Un génie pour les uns, un talent brut pour les autres. Le monde de la musique, et de la culture en générale, pleure la perte d’un artiste hors norme, une voix singulière, un poète des temps modernes, en la personnes de Bourguiba, décédé à l’âge de 47 ans des suites d’une crise cardiaque survenue en France.
Stupeur jeudi en fin d’après-midi, depuis de soirée. Journalistes, artistes, écrivains et simples amateurs de musique, les hommages poignants en pleuvaient pour saluer la mémoire de l’une des plus belles voix des années 2000, Bourguiba, qui s’est éteint jeudi des suites d’une crise cardiaque, à l’âge de quarante-sept ans. S’il s’était fait rare sur la scène musicale comorienne, hormis quelques apparitions dans des émissions de chant telle que Nyora, l’artiste n’avait de cesse de distiller, les jours qui ont précédé son décès, des reprises piano-voix de ses plus grands tubes sur ses réseaux sociaux. Intemporels, à bien des égards.
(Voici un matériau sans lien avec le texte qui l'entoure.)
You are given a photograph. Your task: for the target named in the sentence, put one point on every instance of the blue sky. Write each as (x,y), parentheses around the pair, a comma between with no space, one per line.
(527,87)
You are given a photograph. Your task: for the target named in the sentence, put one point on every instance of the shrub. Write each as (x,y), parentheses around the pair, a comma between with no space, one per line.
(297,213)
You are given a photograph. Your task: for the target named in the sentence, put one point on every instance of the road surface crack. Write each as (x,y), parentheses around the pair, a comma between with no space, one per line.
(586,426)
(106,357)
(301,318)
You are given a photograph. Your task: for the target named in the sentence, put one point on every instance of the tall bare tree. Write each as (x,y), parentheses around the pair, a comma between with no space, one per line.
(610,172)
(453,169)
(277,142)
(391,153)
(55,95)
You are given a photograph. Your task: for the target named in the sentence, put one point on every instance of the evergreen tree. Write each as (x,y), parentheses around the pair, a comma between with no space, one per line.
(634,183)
C’est à l’aube des années 2000 que Bourguiba fait ses débuts dans la musique. Sa particularité, une timbre de voix qui monte haut dans les aigus et qui deviendra sa signature vocale. Dans une époque où le twarab vit ses dernières heures de gloire, l’émergence du rap et de peu talonné par l’avènement du coupé décalé, il fallait se démarquer si l’on ne pratiquait aucune de ces disciplines. Et Bourguiba a su créer son son. Son univers, hybride : mi R&B, mi zouk. De là, Bourguiba s’impose comme étant le pont entre la musique comorienne et la musique urbaine. Celle-ci par le choix des beats, et le côté comorien se manifestant par l’agilité de la plume qui s’inscrit dans la lignée des plus grands lyricistes de la fin des années 90, début des années 2000 tel que Ardy ou Farid Youssouf.
Une plume hors du commun
Car oui, Bourguiba, c’est surtout un monstre de la plume. Légère et tranchante, crânement élimée dans la langue de Mbae Trambwe et de Molière. Dans les deux cas, l’émotion n’a jamais manqué. Un lyrisme unique en son genre avec lequel, l’artiste a écumé de nombreux maux de la société comorienne : le chômage, les violences faites aux femmes et aux enfants, la justice, les inégalités des chances mais aussi, et surtout, l’amour. C’est du moins la thématique qui revient fréquemment dans ses plus grands tubes tel que My love, Rohoni, ou encore Pvaparo ka ndami nawe. L’artiste a essayé, tant bien que mal, d’inculquer, au travers de sa musique, des valeurs morales, revendiquant, à maintes reprises le droit à la parole, la protection et à la réparation des femmes et enfants victimes de viol, contre la culture du silence. Ses chansons, plus que de simples compositions, des cris d’alarme, des cris de cœur incarnés par une sensibilité inaliénable.
Une histoire de voix
Bourguiba, c’est une voix. Un instant figé. Une émotion qui parcourt une âme. Une éclaircie dans la grisaille d’une jeunesse désœuvrée. Un appel à la prise de conscience, non avec la hargne d’un leader politique, mais avec la douceur de ses mots. Tellement bien aiguisés que la triste réalité enveloppée par son verbe tend à s’évaporer. On serait tenté d’affirmer que l’œuvre de Bourguiba s’apparente à une fresque de la société comorienne dont l’artiste a décidé de se faire l’écho des sans voix. On a effectivement en mémoire le célébrissime Hazi, un cri du cœur à l’endroit de la jeunesse, un hymne à l’auto-détermination, à l’audace et à la provocation de la chance, en attendant un quelconque coup de main des autorités.
Bourguiba s’est éteint, mais son talent, sa voix, sa plume, son charisme demeurent indélébiles dans la mémoire de ceux qu’il a bercés.